When you’re ready to strategize an approach to learning and development, keep these questions in mind to help guide planning.
What organizational goals can be reached with learning programs?
How do various offerings and learning options across the organization blend with one another?
What role does HR (other business units) have in defining, implementing and managing learning?
Can HR be proactive in driving the learning goals of the organization?
It’s important to create an organization-wide learning strategy that includes currently available learning programs and considers the organization's goals and future needs.
Proposed Development Process
Plan a minimum half-day brainstorm meeting to identify and create a learning and development philosophy and strategy. Invite all stakeholders to participate. This includes any departments currently offering ad hoc learning or training programs. Outlined below is a sample agenda.
Get input from all meeting members - concerns, feedback, interests, and challenges.
Identify organizational goals (current mission statement).
Determine expected learning / business outcomes from learning.
Identify type of learning deliveries that are available (classroom instructor-led, virtual classroom, webinar, elearning, other).
Identify end learners individually and by groups (job function, skill sets, other) and their learning needs.
Determine if specific programs will be required.
Identify tasks / actions to reach outlined goals, and expectations.
Questions to Consider
How can learning across the organization (IT training, HR processes, current off-the-shelf elearning courses, others) be integrated under one umbrella?
What is the organization's learning policy? Is it promoted, supported, encouraged?
Who manages and directs learning?
Can anyone in the organization identify a learning need or gap and develop a course?
Is informal learning encouraged?
Areas to Consider
Create a process for internal development of learning, including the development environment, a review and approval system for course content, standards of delivery, and ultimate oversight of learning development and delivery.
Identify and create opportunities for knowledge sharing to capture staff knowledge and how to share it.
Identify use of informal learning to improve and promote collaborative working -- how to share individuals' internal knowledge, experience, and know-how.

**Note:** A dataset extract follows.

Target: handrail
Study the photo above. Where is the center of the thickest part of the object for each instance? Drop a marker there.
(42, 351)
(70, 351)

Benefits of a Learning Strategy
Following the brainstorm session there should be a clear path of the tactical steps to reach identified goals and a better understanding of the following:
An organizational learning and development strategy and / or policy.
An outline of how to repackage current programs under one umbrella and a name/ title for it.
Areas of focus for L&D programs.
Prioritized list of areas in most need of learning.
Outline of available learning programs (tools) to meet identified needs.
Timeline for 6 - 12 months.
Capturing the above information and documenting the ideas is the baseline development of a Learning Roadmap. The learning roadmap can be used to guide the organization in new strategies and processes for learning.
The value of a documented learning strategy is that it provides the organization a plan to work from. With identified goals established and steps outlined to reach them, learning leaders can implement processes that encourage a learning environment and capitalize on staff interest and excitement to be part of it.